Block on tuition fee hikes angers college presidents

By Jewel Huang  /  STAFF REPORTER

Colleges that have accrued a financial surplus in the last three years will not be able to raise tuition fees for the next school year, Minister of Education Tu Cheng-sheng (杜正勝) said on Monday.

But, according to Chen Teh-hua (陳德華), director of the ministry's department of higher education, schools with a cash surplus lower than 15 percent of their total cash receipts over the past three years will be allowed to raise tuition fees in September.

However, the ministry's policy has enraged a number of college principals, public and private.
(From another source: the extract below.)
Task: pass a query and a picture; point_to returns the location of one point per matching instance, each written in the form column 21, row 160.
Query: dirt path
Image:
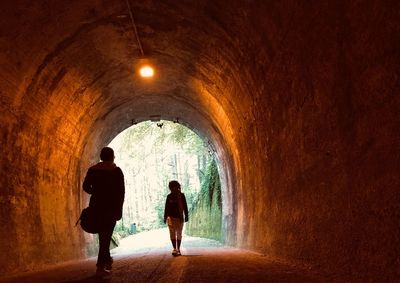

Under the new regulations, public colleges will have more room to maneuver when raising tuition fees since the fees they charge are around half of what private colleges demand.

In contrast, private colleges that have 20,000 to 30,000 students and boast a larger bank balance will not be permitted to raise fees.

Tu said that the ministry would ask those colleges approved to raise tuition fees to allocate 5 percent of their takings to fund grants for high-performing students. The ministry also said it was preparing a fund to subsidize needy students who are enrolled at colleges that elect to increase tuition fees.

"I understand that the school authorities need budgets large enough to run their colleges. But they can't just raise tuition fees if they feel like it," Tu said. "The ministry has already analyzed the reports of the colleges' financial circumstances and will make fair assessments according to the information we received."

A number of principals may organize protests against the new policy, said Liu Yuan-chun (劉源俊), president of the private Soochow University.

"Tu's new policies are unprofessional," Liu said. "Many people think that private colleges are rich, but actually we encounter a lot of problems that public schools do not face."

An increasing number of private colleges have had difficulties in enrolling new students, Liu said.

By the middle of last month, more than 90 percent of schools had decided to raise tuition fees by at least 3 percent for the next school year, insisting that if they did not hike up the fees, they would not be able to run the schools properly and the quality of the education they offered might deteriorate.